I have an emperor filter and I can't get the carbon out with out cutting the black plastic, is this ok ?


----------



## BlackSunshine (Mar 28, 2006)

Just remove the cartrage. In place of that cartrage just toss some filter floss (polyfill or poly pad) in there for mech removal.


----------



## 90blackcrx (Mar 30, 2005)

Read my other topic please


----------



## Canso (Jun 19, 2005)

RockinTimbz said:


> and yes it has a strong a smell. Reminds me of something I just cant figure it out.


I think it smells like Vicks Vapo rub

you know!
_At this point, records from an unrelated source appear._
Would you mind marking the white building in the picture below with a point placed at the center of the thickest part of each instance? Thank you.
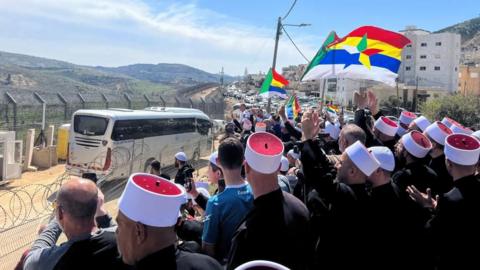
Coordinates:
(432, 59)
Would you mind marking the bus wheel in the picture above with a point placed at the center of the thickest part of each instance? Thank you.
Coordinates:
(147, 166)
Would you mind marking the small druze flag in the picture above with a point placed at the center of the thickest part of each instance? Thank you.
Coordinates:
(273, 85)
(369, 53)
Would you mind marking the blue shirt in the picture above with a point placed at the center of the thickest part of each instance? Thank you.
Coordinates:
(224, 213)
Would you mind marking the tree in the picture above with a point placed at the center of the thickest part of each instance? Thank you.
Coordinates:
(464, 109)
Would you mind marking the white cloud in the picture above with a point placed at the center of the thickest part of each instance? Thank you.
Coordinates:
(184, 33)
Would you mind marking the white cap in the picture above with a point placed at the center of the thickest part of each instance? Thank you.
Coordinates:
(151, 200)
(421, 122)
(181, 156)
(332, 130)
(246, 124)
(213, 158)
(407, 117)
(476, 134)
(462, 149)
(401, 131)
(284, 164)
(260, 127)
(384, 156)
(416, 144)
(386, 126)
(264, 265)
(362, 158)
(293, 154)
(458, 129)
(438, 132)
(264, 152)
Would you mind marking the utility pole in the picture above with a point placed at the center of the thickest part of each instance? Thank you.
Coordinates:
(277, 38)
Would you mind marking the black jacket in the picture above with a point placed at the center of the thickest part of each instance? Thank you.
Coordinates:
(455, 227)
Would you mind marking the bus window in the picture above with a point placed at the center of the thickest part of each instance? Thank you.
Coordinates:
(90, 125)
(203, 126)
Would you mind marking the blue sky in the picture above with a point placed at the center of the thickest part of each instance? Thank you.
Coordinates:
(204, 34)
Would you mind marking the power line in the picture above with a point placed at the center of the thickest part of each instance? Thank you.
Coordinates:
(296, 47)
(288, 13)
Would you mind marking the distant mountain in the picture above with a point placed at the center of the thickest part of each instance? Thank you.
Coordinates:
(470, 34)
(24, 72)
(162, 73)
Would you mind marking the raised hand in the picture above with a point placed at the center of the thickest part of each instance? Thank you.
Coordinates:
(423, 199)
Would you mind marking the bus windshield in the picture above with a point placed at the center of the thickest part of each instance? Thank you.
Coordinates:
(90, 125)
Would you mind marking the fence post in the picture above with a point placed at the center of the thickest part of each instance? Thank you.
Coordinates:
(105, 99)
(129, 100)
(82, 100)
(14, 103)
(204, 107)
(163, 101)
(65, 106)
(44, 109)
(147, 99)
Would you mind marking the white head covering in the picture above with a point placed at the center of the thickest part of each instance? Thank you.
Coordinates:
(384, 156)
(293, 154)
(264, 152)
(151, 200)
(462, 149)
(332, 130)
(438, 132)
(362, 158)
(422, 122)
(386, 126)
(458, 129)
(416, 144)
(284, 164)
(181, 156)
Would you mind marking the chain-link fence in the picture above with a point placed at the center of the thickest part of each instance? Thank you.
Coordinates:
(20, 111)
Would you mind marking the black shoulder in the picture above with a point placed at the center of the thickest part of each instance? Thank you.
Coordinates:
(195, 261)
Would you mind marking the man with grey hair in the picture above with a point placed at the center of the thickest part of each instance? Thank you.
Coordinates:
(79, 213)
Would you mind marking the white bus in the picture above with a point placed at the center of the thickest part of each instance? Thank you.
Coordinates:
(115, 143)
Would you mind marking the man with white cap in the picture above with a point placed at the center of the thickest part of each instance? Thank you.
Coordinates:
(227, 209)
(419, 124)
(276, 229)
(404, 121)
(437, 132)
(391, 214)
(454, 227)
(385, 130)
(410, 151)
(147, 213)
(182, 166)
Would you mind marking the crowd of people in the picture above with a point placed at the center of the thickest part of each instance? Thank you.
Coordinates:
(307, 193)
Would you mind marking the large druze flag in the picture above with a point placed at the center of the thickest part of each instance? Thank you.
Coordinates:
(369, 53)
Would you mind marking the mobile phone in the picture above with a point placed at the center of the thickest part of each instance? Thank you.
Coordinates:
(90, 176)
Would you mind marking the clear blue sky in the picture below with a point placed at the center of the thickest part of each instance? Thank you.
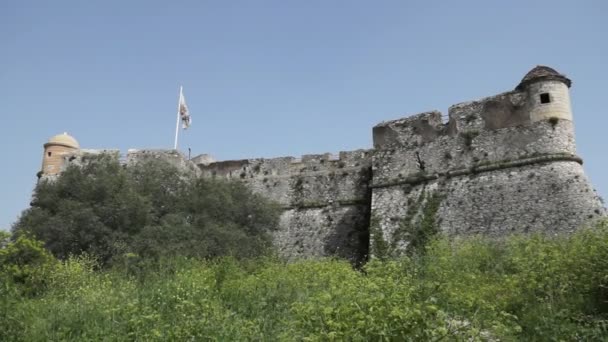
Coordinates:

Grandma would rub it on your chest when you were sick.


----------



## MONGO  (Feb 7, 2006)

Canso said:


> and yes it has a strong a smell. Reminds me of something I just cant figure it out.


I think it smells like Vicks Vapo rub

you know! Grandma would rub it on your chest when you were sick.:laugh:
[/quote]

OHHHH YEA...thats it


----------



## Morpheus (Feb 12, 2004)

The smell is tea tree oil, thats the active ingredient of melafix.


----------



## rocker (Aug 12, 2005)

o man i was all dizzy when i used melafix. The fumes are killer but it smells so good.


----------



## assclown (Dec 12, 2005)

90blackcrx said:


> Yes you have to remove the carbon before using Melafix but why would you use it for green stuff on plants. Suggest a UV sterilizer and keeping your tank out of the direct sunlight.
> 
> It treats.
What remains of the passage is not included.